When I moved back to the parent directory and the changed back to the target directory, the java command started working correctly as expected.

Comments

2

Under CentOS, rhel, SL or SLC? Not an issue under debian/ubuntu.

I found you need to logout of the shell you are using and log back in. The environment is not set up initially correctly for the current shell. After login I see that: java -version will work.

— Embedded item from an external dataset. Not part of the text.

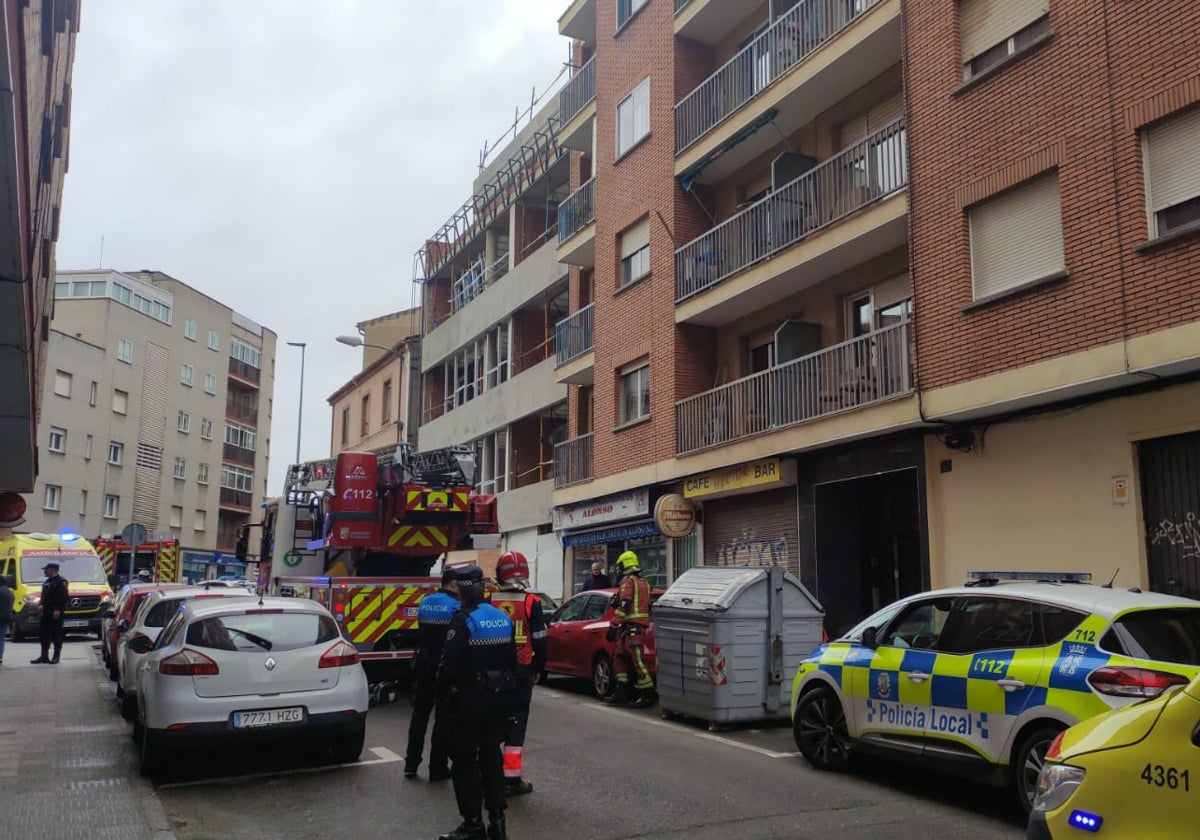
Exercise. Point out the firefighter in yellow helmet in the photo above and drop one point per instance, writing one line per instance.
(628, 629)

Also ensure that /etc/alternatives/java actually points to something reasonable like:

ls -lisa /etc/alternatives/java 72645 0 lrwxrwxrwx. 1 root root 46 May 27 11:29 /etc/alternatives/java -> /usr/lib/jvm/jre-1.7.0-openjdk.x86_64/bin/java 

Comments

0

Just now, i got the same error. because i use java to setreuid/setregid to apache:apache, when i change back to root:root, i changed gid before uid, the real result is root:apache. everything going wrong, such as the error say "java.lang.Error: Properties init: Could not determine current working directory. "

you can check it.

Comments

0

I was having this error in my mac, when I start tomcat from my eclipse. After setting JAVA_HOME and restarting the eclipse, the error is fixed.

Comments

0

You have to install default-jdk first ! sudo apt install default-jdk only version 11 does not set all the environment correctly in place of : sudo apt install openjdk-11-jdk

Comments

-1

You may get this error if you issue "java -version" or other java command from a read-only directory. For example using openjdk 8 on centos (as non-root user):

cd /usr/bin java -version 

Error occurred during initialization of VM java.lang.Error: Properties init: Could not determine current working directory.